Lenten Read-Along: Why Should We Have a Resting Point in Our Process of Forgiveness?

The Ignatian Guide to Forgiveness Lenten Read-Along - text next to hands holding heart image

I imagine that we all have different styles for processing feelings, ranging from total avoidance to sorting through them deliberately and slowly to wanting to jump in and get the issue all solved. While I have taken all three approaches, my own reaction is often to want to actively solve the issue, right now. If I have decided that I want to forgive, I might wish that I could find the “one thing” that could make forgiveness happen. And yet it does not always work out that way.

At least in the tougher cases, we cannot rush forgiveness, because it is a process. Pretending that we can get to the finish line without running the race, to borrow a metaphor from St. Paul (2 Timothy 4:7), doesn’t help! I have found three good reasons to take a resting point during that slow “race” to forgiveness.

Hand Over the Process to God

Imagine, for example, two siblings who have had conflict over how to handle a difficult family situation. Maybe there is an aging parent to care for and different opinions about how to handle that care. Maybe some unkind words were exchanged in the heat of the moment, and despite everyone’s best efforts, there is residual pain. Or maybe I find myself having given my all in prayer, and yet something still feels unfinished.

If any of these situations rings true, it can help to take a step back and rest for a while. Sometimes, it helps to take a break from trying too hard and hand the process over to God. After all, God is not merely there to give us good advice and guidance, though surely God does this. God is always more. God also acts creatively to bring love, healing, hope, and new life into situations where they are absent. Why not let God take over for a bit, and rest?

Breathe

We also can use a resting place in order to let ourselves just breathe a little and see what the lay of the land is right now. Imagine hiking to the top of a mountain and forgetting to take in the view before traveling on. There is beauty even partway through the journey, even as we struggle.

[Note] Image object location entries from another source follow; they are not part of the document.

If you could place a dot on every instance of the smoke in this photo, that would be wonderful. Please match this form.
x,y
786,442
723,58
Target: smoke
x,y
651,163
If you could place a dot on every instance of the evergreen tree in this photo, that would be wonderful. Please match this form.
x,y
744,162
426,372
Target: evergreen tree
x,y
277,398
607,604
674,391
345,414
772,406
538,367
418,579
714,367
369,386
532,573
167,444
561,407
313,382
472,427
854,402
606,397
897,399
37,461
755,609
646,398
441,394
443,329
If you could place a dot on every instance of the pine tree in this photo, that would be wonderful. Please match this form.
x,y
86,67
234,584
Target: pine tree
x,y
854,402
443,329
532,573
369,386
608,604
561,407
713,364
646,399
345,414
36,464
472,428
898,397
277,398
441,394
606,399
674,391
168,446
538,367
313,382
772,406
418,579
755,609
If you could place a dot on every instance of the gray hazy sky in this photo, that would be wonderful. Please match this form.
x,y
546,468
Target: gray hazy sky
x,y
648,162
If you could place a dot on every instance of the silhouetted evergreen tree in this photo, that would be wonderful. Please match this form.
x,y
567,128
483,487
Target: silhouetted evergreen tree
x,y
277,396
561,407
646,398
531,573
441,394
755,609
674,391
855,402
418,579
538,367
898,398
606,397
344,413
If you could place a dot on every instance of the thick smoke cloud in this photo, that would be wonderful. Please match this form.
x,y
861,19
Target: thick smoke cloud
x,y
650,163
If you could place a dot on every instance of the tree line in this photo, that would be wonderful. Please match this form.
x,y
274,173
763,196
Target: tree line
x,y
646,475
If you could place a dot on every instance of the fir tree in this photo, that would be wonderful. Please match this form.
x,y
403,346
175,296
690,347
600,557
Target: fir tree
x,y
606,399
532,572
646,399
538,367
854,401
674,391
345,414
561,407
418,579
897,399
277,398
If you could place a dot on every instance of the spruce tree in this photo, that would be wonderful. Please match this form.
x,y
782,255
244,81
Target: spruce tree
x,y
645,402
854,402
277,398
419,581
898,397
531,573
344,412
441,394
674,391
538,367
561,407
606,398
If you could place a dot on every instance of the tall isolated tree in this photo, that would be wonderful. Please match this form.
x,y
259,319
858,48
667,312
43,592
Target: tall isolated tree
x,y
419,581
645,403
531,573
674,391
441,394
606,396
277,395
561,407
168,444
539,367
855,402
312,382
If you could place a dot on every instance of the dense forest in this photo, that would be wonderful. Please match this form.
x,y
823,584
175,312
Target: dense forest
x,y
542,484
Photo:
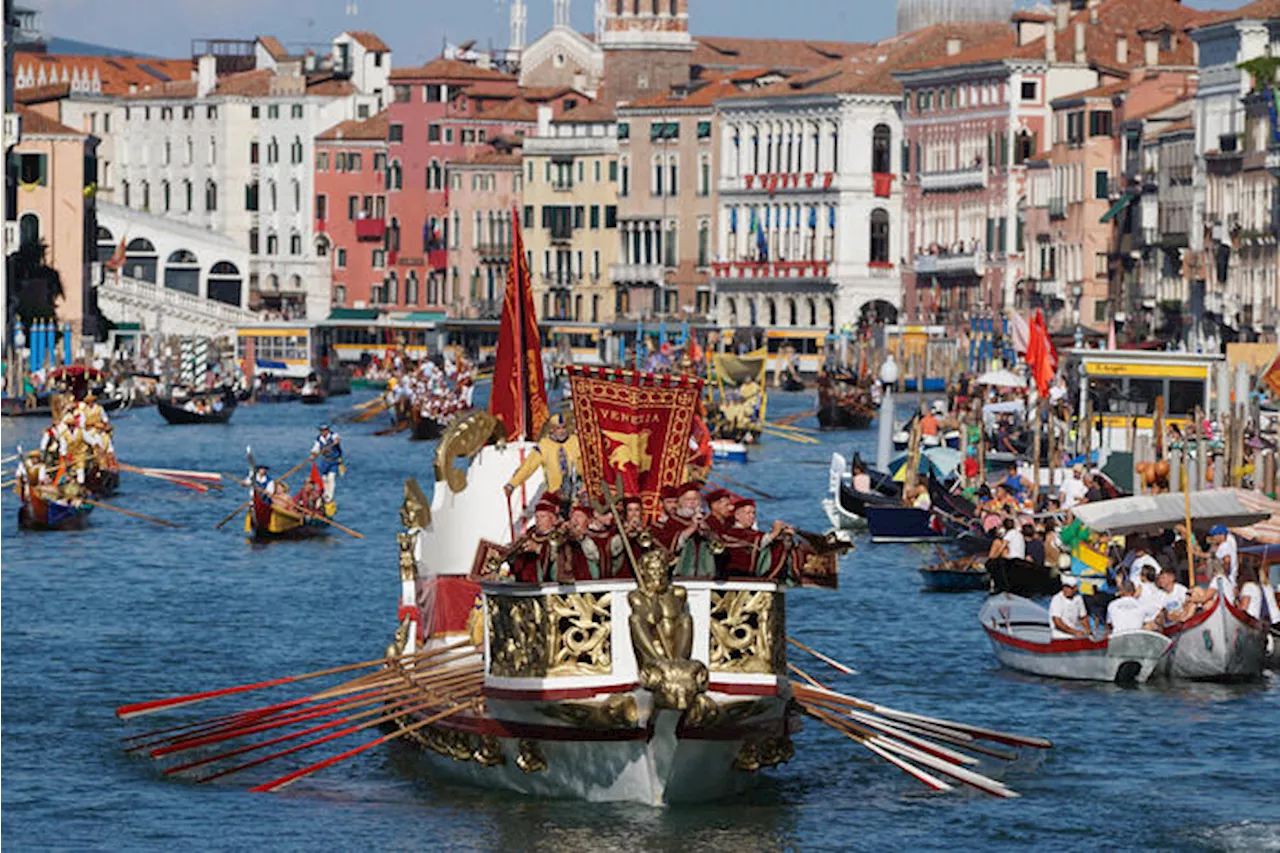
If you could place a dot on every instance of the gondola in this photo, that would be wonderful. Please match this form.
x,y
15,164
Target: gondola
x,y
265,523
39,514
177,415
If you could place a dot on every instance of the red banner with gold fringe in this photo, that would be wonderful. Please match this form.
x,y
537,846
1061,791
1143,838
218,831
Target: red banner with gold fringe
x,y
632,427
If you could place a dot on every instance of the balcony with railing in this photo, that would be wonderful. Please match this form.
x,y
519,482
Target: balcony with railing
x,y
969,178
370,229
951,264
645,274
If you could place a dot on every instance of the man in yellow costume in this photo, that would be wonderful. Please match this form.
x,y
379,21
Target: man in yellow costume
x,y
560,457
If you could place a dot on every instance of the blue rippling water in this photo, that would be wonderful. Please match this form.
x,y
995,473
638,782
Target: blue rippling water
x,y
127,611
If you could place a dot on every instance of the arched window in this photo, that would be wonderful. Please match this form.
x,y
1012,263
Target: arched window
x,y
28,231
880,236
882,149
182,272
224,283
141,259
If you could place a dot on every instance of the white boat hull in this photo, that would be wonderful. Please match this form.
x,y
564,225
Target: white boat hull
x,y
1221,643
1020,637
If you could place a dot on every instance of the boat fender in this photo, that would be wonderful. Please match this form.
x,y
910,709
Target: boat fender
x,y
415,615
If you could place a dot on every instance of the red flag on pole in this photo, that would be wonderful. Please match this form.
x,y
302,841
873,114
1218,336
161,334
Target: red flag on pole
x,y
519,396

In some of my past instances of forgiveness, I was further along the road than I at first realized, because my own worn-out stories about the state of my heart were long overdue to change. My soul and my relationships really had undergone some shifts, but it took me time to see that.

Name the Graces

It can help to stop and name the graces. For example, perhaps we have grown to understand another person’s views just a little more. Sure, maybe there is still some distance between the parties, but the distance is less now. That is a grace. Or perhaps we find that the need to feel understood by the other person has dissipated, because we have discovered how much God understands and has been faithfully accompanying us. Maybe we find ourselves simply more cheerful, generous, or freer than before.

Ask God to help you review what you have experienced so far—whether you feel close or far from the end of this process of forgiveness—and look for the grace. Where have you experienced God’s gracious love so far? How would you like to respond?

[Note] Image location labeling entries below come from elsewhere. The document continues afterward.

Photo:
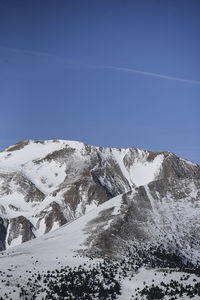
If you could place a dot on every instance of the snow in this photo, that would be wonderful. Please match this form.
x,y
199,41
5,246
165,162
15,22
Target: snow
x,y
15,242
145,277
143,172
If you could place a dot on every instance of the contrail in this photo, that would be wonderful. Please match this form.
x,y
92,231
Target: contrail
x,y
153,74
73,62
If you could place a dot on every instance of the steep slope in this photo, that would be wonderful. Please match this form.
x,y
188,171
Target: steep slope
x,y
45,184
155,225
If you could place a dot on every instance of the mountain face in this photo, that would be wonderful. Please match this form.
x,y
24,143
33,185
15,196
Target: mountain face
x,y
45,184
97,223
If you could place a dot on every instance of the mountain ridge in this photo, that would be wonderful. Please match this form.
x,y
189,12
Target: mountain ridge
x,y
49,183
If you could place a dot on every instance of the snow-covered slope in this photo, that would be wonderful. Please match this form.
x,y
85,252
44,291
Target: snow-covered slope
x,y
155,225
45,184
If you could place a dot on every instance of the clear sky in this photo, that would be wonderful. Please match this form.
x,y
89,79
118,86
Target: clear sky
x,y
110,73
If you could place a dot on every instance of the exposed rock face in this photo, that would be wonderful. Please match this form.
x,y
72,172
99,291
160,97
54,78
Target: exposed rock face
x,y
162,215
3,231
20,231
49,183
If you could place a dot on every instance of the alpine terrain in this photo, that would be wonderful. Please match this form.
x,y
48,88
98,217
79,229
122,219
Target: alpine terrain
x,y
87,222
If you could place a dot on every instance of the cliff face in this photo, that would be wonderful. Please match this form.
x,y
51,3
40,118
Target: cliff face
x,y
45,184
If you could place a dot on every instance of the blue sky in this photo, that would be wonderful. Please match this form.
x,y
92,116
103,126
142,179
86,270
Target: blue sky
x,y
109,73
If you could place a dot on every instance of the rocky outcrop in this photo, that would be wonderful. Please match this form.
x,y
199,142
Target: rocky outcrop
x,y
162,215
3,232
20,231
50,183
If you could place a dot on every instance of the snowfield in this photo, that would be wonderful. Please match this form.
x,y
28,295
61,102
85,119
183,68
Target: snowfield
x,y
86,222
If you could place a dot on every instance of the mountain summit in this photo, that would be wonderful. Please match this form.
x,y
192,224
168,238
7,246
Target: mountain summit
x,y
99,223
46,184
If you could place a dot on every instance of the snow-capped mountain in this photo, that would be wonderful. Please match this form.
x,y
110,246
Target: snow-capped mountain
x,y
127,215
155,225
45,184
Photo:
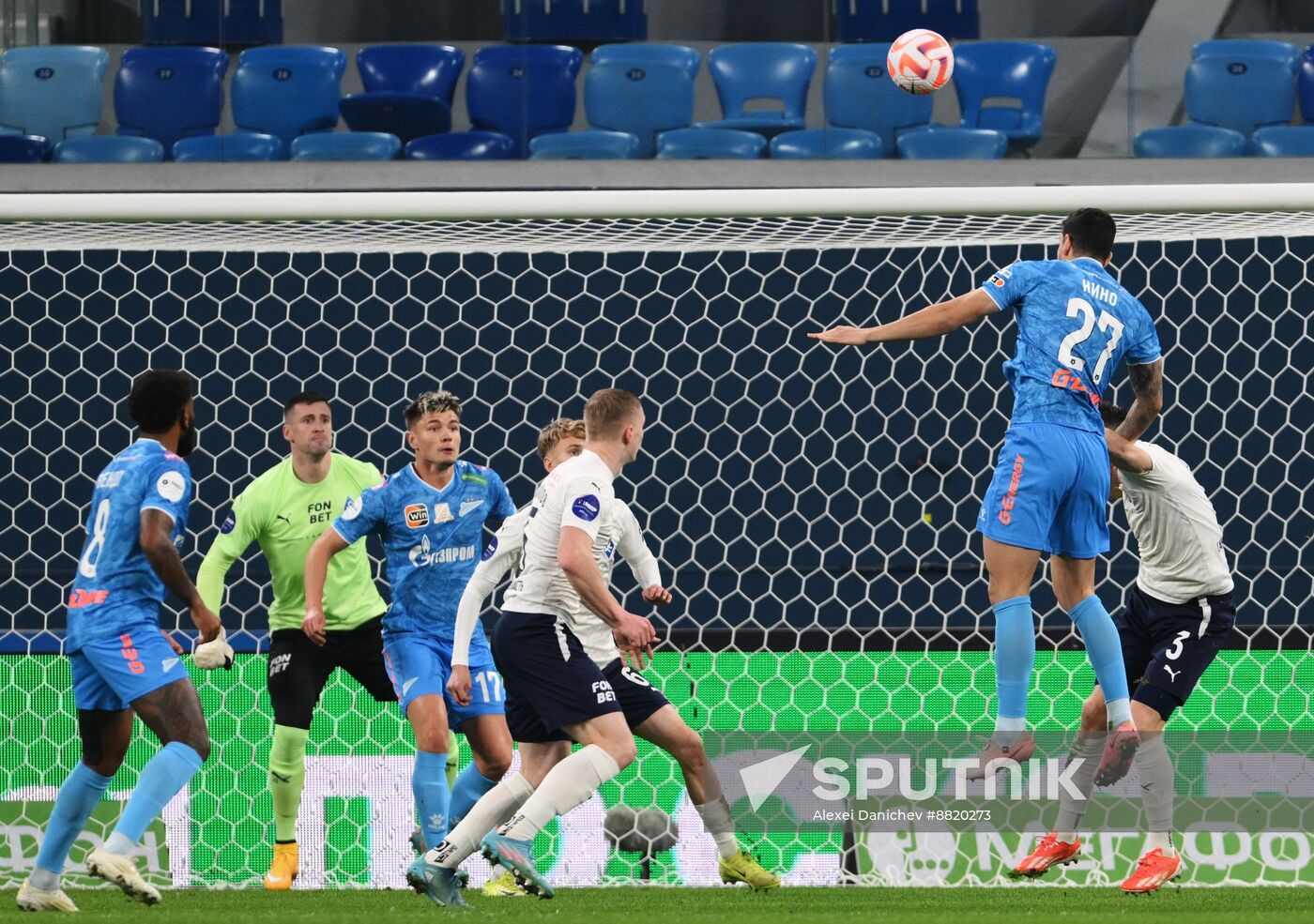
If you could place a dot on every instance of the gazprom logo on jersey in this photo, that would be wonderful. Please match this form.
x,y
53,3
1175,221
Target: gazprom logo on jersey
x,y
424,555
587,508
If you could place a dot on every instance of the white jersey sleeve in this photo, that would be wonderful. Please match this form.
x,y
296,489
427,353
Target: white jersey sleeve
x,y
634,550
501,555
1176,529
577,493
619,532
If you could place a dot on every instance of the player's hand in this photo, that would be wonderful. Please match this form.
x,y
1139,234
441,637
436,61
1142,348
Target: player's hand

Participating in our Lenten read-along of The Ignatian Guide to Forgiveness? Introduce yourself in the comments below! And post your thoughts, favorite quotes, or reactions with #lentreadalong on social media.

4 COMMENTS

  1. The process of forgiveness is not about reaching some sort of personal perfection. Ruminating on our (& others) shortcomings may not be particularly helpful, much better to be gentle on ourselves. We should be able to offer insights and express our thoughts freely to those who have hurt us (and those we have hurt). I experience God’s gracious love every day, right in the midst of my (and others) messiness.

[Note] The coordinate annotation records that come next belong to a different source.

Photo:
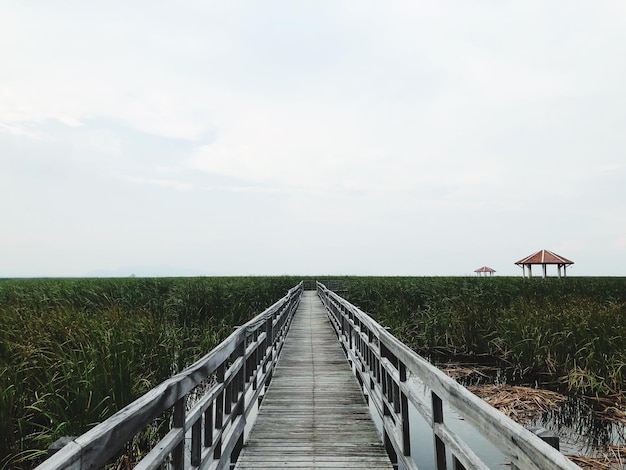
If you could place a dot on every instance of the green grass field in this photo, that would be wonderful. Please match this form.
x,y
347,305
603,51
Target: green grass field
x,y
74,351
572,331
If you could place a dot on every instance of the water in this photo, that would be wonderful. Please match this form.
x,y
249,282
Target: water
x,y
575,420
580,430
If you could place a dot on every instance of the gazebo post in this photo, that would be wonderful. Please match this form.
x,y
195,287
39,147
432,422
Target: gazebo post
x,y
544,258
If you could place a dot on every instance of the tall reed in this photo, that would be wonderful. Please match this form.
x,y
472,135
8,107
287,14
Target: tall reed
x,y
570,330
74,351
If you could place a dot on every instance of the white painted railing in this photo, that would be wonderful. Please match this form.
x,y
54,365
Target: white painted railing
x,y
225,386
382,364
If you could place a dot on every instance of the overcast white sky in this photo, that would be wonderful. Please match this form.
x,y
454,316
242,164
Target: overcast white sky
x,y
311,137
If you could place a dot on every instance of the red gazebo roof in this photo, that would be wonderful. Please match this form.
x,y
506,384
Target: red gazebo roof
x,y
484,269
544,257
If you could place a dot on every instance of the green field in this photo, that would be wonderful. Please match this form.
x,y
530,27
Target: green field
x,y
570,331
74,351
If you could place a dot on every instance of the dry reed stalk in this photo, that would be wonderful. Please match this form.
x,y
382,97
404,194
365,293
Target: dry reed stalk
x,y
613,458
455,370
518,403
613,408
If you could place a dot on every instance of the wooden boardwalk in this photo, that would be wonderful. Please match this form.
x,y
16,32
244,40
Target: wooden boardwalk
x,y
313,414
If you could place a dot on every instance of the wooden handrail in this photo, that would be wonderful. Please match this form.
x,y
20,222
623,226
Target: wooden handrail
x,y
382,364
237,370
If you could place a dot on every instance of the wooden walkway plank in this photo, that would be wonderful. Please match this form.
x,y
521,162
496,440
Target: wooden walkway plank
x,y
314,414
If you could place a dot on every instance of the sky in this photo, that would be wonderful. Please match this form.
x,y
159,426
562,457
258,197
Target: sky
x,y
311,137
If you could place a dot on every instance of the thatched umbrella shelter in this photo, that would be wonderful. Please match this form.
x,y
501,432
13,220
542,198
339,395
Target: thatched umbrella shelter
x,y
544,258
484,271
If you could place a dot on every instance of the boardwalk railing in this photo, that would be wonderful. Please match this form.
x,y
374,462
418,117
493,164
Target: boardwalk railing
x,y
210,400
383,364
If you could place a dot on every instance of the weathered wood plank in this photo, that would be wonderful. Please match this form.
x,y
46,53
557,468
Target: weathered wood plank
x,y
314,414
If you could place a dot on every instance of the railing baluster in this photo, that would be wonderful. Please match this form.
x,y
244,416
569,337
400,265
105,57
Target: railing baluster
x,y
196,442
404,413
178,454
440,448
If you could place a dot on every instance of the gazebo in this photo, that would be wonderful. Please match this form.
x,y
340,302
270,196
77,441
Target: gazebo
x,y
484,271
544,258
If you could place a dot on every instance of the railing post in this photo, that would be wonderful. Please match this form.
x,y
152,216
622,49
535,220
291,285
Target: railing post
x,y
219,412
178,454
440,448
404,413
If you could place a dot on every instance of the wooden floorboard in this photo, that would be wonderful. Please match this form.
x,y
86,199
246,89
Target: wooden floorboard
x,y
314,414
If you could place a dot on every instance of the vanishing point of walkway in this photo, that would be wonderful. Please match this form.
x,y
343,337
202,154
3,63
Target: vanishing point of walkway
x,y
314,414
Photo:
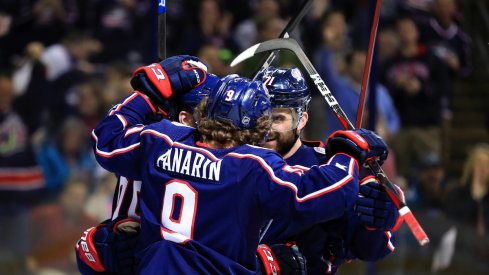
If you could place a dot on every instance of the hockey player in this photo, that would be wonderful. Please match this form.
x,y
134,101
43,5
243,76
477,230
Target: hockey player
x,y
206,193
363,232
114,240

  2. Yes, forgiveness has been a process for me and cannot be rushed just because I want to move on. Things occur in God’s time and changed attitudes and hearts take time…I need to see my part in these broken or wounded relationships…perhaps, I’ve expected too much from someone else, or maybe my low self esteem or lack of gratitude has caused me to seethe with jealousy. Also, my pride can block inner healing…Most importantly, I need to try to understand where another is coming from….this happens with God’s grace and through talking it out with spiritually mature neutral third parties who have no involvement. I can only control my part and the rest is indeed in God’s hands.